600 jeunes (et moins jeunes, puisque les âges vont de 7 à 57 ans) ont fréquenté les Jardins. Avec bonheur.

Cela se voit par la qualité de leurs réalisations. Il y a les fleurs, bien sûr, les annuelles et les vivaces. Mais aussi les légumes. Louis Richard, le coloré chef d'équipe horticole, nous a montré, avec fierté, ce qui pousse dans la serre, notamment les plants de concombres qui devraient grimper pour atteindre jusqu'à presque sept mètres. On les a plantés dans des bacs bleus de recyclage. Ici, le compost à base de déchets de crevettes et de copeaux de bois. Là, des vers qui grouillent par centaines. M. Richard est une encyclopédie du jardinage.

Plus loin, c'est l'atelier de menuiserie qu'anime Yves Desrosiers. Chaises, cabanes d'oiseaux, éoliennes miniatures dans une région où elles remplissent de plus en plus le paysage... «La menuiserie, c'est ma passion», lance un des participants, Jean-Pierre Lefrançois.

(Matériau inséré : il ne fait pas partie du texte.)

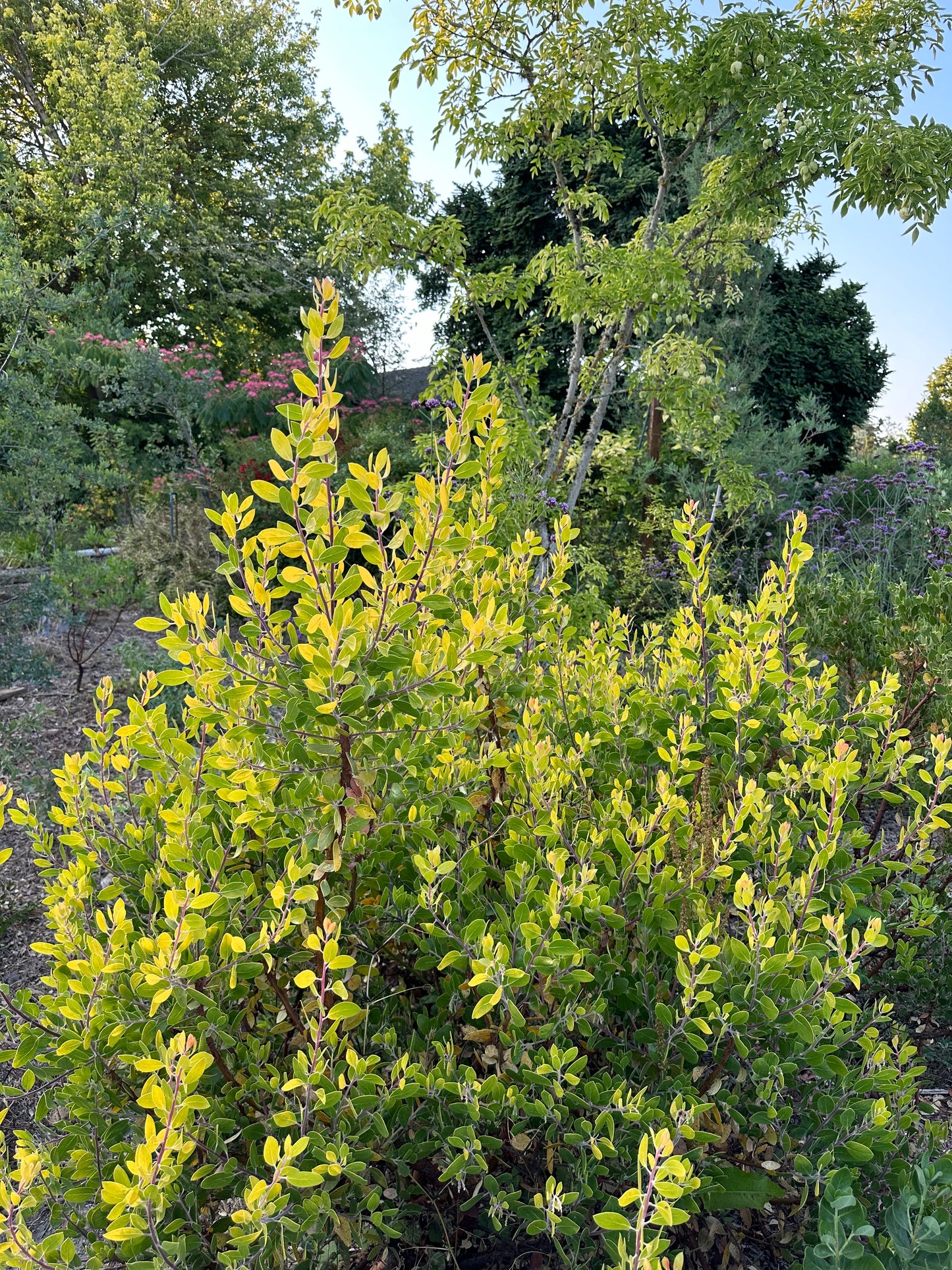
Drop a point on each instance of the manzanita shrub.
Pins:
(439, 925)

Sur le terrain, les attraits ne manquent pas non plus. L'histoire reconstituée des trois petits cochons avec leurs maisons, une en paille, l'autre en bois, la troisième en briques, le loup posté sur un parterre de marguerites, a tout pour plaire aux enfants. Les petits animaux, canards, paons, émeus, moutons nourris à la bouteille ont aussi de quoi les attirer. Et ce jeu d'échecs géant pour les plus grands.

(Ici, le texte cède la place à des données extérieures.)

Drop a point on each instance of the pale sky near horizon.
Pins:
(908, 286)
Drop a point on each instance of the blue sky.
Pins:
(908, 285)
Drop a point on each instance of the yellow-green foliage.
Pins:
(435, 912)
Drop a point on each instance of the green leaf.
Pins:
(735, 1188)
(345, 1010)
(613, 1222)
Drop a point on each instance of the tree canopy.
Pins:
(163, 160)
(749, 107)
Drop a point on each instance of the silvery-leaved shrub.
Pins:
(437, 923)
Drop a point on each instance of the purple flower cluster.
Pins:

Les Jardins de Doris vivent de dons, qui vont du groupe Simple Plan à la fondation Maurice Tanguay, et de l'appui de quelques organismes, parmi lesquels se trouvait Katimavik. «Je suis frustrée. On peut-tu le dire?» Doris Côté déplore qu'Ottawa sonne le glas de ce programme. Heureusement, il y a aussi le bénévolat. Et les visiteurs.